I am stuck with this (probably simple) derivatives:
$$ \frac{\partial}{\partial X}Tr((A\odot(B^{T}XB))C)\;\;and \;\;\frac{\partial}{\partial X}Tr((A\odot(B^{T}XX^{T}B))C) $$
where $A,B,C$ are constant matrices and $\odot$ is the Hadamard product.
Some help please?
Fabio
The trace/Frobenius product is defined as $$A:B = {\rm Tr}(AB^T)$$ The cyclic property of the trace allows terms in such a product to be rearranged, e.g. $$A:BC \;=\; AC^T:B \;=\; B^TA:C$$ The Frobenius and Hadamard products commute with themselves and each other. $$\eqalign{ A:B &= B:A \\ A\odot B &= B\odot A \\ C:A\odot B &= C\odot A:B \\ }$$ Consider the following of function of the variable $Y$. $$\eqalign{ \phi &= {\rm Tr}\big((A\odot(B^TYB))C\big) \\ &= (A\odot(B^TYB)):C^T \\ &= (A\odot C^T):B^TYB \\ &= B(A\odot C^T)B^T:Y \\ &= M:Y \\ }$$ where $M,\,$ being a combination of constant matrices, is itself a constant matrix.
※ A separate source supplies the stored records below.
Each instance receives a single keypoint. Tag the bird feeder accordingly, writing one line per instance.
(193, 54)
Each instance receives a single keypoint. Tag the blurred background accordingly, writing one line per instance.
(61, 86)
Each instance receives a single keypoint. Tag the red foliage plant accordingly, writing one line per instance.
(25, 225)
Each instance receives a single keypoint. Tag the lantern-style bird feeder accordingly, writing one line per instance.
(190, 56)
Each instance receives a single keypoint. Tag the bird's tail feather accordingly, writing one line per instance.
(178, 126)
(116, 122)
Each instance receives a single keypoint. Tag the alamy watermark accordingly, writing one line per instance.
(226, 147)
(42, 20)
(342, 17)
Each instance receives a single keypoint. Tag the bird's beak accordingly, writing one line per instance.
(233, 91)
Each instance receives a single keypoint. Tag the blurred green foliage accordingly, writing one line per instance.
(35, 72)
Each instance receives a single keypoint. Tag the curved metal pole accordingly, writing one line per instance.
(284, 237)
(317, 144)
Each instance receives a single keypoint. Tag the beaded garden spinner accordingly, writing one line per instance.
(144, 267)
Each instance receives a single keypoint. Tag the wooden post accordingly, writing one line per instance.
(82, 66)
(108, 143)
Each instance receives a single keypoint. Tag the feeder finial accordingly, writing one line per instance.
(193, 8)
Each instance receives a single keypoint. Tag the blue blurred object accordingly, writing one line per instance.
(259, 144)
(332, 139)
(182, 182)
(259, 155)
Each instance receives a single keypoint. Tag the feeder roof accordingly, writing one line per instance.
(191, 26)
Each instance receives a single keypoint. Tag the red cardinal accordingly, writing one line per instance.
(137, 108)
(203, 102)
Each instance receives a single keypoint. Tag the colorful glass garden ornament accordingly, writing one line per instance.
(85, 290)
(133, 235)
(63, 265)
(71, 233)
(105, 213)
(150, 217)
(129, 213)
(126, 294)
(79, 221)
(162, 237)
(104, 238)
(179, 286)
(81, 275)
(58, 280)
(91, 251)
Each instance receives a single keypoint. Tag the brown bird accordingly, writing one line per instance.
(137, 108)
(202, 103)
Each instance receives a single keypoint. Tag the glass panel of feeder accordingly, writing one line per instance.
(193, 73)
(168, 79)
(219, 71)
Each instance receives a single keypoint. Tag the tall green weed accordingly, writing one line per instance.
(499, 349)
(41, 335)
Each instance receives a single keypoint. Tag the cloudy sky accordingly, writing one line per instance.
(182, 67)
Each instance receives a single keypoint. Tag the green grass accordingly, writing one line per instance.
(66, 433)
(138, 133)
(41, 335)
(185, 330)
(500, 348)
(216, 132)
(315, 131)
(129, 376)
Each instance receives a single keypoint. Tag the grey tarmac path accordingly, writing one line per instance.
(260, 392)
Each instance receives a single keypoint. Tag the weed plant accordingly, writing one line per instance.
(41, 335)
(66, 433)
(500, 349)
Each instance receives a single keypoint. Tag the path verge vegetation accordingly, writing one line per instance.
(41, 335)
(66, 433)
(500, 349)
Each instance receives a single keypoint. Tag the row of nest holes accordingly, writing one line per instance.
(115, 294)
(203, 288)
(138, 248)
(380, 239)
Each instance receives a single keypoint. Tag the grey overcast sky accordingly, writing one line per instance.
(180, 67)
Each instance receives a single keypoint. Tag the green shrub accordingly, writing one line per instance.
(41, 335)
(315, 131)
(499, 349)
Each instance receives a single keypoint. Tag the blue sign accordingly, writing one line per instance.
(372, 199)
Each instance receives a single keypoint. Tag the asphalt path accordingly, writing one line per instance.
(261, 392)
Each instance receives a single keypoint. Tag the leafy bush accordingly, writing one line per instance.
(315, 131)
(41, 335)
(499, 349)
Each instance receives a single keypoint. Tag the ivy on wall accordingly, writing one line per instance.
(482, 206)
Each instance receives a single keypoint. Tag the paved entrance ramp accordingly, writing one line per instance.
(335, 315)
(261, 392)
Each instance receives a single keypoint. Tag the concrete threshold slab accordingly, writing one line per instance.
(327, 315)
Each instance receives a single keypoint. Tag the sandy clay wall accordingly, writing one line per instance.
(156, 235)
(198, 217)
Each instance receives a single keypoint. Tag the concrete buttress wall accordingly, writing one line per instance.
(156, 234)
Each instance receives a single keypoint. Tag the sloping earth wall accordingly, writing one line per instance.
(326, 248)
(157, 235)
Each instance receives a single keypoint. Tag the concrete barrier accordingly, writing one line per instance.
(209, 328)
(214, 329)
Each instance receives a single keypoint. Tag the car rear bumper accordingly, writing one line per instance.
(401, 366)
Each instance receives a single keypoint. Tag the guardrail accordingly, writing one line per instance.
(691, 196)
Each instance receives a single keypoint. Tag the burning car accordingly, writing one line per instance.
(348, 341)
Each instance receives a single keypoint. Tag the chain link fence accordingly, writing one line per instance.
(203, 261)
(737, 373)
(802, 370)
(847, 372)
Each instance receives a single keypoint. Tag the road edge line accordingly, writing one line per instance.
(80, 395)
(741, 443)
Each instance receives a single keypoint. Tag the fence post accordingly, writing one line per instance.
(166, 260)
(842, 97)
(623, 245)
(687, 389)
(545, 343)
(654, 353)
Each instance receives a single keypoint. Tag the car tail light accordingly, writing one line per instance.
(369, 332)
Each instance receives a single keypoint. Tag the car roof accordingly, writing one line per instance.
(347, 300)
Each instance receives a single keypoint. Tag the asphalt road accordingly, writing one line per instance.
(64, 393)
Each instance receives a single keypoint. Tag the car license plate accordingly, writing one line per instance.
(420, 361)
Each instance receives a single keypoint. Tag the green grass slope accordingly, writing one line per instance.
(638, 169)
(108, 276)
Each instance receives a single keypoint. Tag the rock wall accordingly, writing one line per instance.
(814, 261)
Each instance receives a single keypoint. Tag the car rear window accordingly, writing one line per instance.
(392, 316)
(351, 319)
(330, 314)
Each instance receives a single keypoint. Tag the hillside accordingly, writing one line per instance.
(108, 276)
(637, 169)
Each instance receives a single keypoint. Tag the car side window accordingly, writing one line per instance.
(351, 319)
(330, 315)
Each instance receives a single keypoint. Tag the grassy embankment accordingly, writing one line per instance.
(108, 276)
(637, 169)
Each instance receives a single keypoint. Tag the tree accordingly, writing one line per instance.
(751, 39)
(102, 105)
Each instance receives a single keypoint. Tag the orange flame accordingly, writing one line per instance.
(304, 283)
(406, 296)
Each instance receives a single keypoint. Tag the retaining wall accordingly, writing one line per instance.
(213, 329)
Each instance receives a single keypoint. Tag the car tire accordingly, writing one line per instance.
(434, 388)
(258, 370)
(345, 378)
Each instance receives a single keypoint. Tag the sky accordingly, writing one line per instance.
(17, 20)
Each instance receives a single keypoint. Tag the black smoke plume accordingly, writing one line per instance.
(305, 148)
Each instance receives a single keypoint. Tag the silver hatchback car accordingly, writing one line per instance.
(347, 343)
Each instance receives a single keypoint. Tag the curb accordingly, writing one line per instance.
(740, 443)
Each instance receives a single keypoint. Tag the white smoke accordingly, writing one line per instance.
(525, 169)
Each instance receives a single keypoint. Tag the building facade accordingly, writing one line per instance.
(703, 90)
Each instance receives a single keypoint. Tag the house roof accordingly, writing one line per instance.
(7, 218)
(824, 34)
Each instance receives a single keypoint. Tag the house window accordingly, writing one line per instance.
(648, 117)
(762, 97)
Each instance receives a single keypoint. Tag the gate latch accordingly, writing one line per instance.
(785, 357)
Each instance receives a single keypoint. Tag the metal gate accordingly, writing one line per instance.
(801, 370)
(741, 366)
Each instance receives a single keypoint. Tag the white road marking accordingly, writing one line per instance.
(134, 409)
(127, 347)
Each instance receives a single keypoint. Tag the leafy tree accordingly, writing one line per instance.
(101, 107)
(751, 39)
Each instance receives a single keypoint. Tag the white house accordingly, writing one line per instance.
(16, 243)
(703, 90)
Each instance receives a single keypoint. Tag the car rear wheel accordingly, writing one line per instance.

In the first case, set $Y=X\,$ then calculate the differential and the gradient. $$\eqalign{ \phi_1 &= M:X \\ d\phi_1 &= M:dX \\ \frac{\partial\phi_1}{\partial X} &= M \\ }$$ In the second case, set $Y=XX^T\,$ then $$\eqalign{ \phi_2 &= M:XX^T \\ d\phi_2 &= M:(dX\,X^T+X\,dX^T) \\ &= (M+M^T):dX\,X^T \\ &= (M+M^T)X:dX \\ \frac{\partial\phi_2}{\partial X} &= (M+M^T)X \\ }$$